Real-time processing and delivery of sentences from a continuous stream of characters or text chunks.

Table of Contents

Features

  • Generates sentences from a stream of text in real-time.
  • Customizable to finetune/balance speed vs reliability.
  • Option to clean the output by removing links and emojis from the detected sentences.
  • Easy to configure and integrate.

Installation

pip install stream2sentence

Usage

Pass a generator of characters or text chunks to generate_sentences() to get a generator of sentences in return.

Here's a basic example:

from stream2sentence import generate_sentences

# Dummy generator for demonstration
def dummy_generator():
    yield "This is a sentence. And here's another! Yet, "
    yield "there's more. This ends now."

for sentence in generate_sentences(dummy_generator()):
    print(sentence)

This will output:

This is a sentence.
And here's another!
Yet, there's more.
This ends now.

One main use case of this library is enable fast text to speech synthesis in the context of character feeds generated from large language models: this library enables fastest possible access to a complete sentence or sentence fragment (using the quick_yield_single_sentence_fragment flag) that then can be synthesized in realtime. The usage of this is demonstrated in the test_stream_from_llm.py file in the tests directory.

Configuration

The generate_sentences() function has the following parameters:

  • generator: Input character generator. Iterator that emits chunks of text. These chunks can be of any size, and they'll be processed one by one to extract sentences from them. It forms the primary source from which the function reads and generates sentences.

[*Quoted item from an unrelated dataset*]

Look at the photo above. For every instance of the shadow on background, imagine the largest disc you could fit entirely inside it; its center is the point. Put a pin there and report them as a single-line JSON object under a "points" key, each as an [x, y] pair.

  • quick_yield_single_sentence_fragment: Whether to return a sentence fragment as fast as possible.
    This is a feature for realtime speech synthesis. In some use cases you want to audio stream a minimal chunk of text as fast as possible, even when it means to synthesize mid-sentence. In this case you set this flag to True which will yield a synthesizable sentence fragment as early as possible.

  • context_size: Context size for sentence detection.
    This controls how much context is looked at to detect sentence boundaries. It determines the number of characters around a potential delimiter (like a period) that are considered when detecting sentence boundaries. A larger context size allows more reliable sentence boundary detection, but requires buffering more characters before emitting a sentence.
    Default is 10 characters. Increasing this can help detect sentences more accurately, at the cost of added latency.

  • minimum_sentence_length: Minimum length of a sentence to be detected.
    Specifies the minimum number of characters a chunk of text should have before it's considered a potential sentence. This ensures that very short sequences of characters are not mistakenly identified as sentences.Shorter fragments are ignored and kept in the buffer.
    Default is 8 characters. Increasing this avoids emitting very short sentence fragments, at the cost of potentially missing some sentences.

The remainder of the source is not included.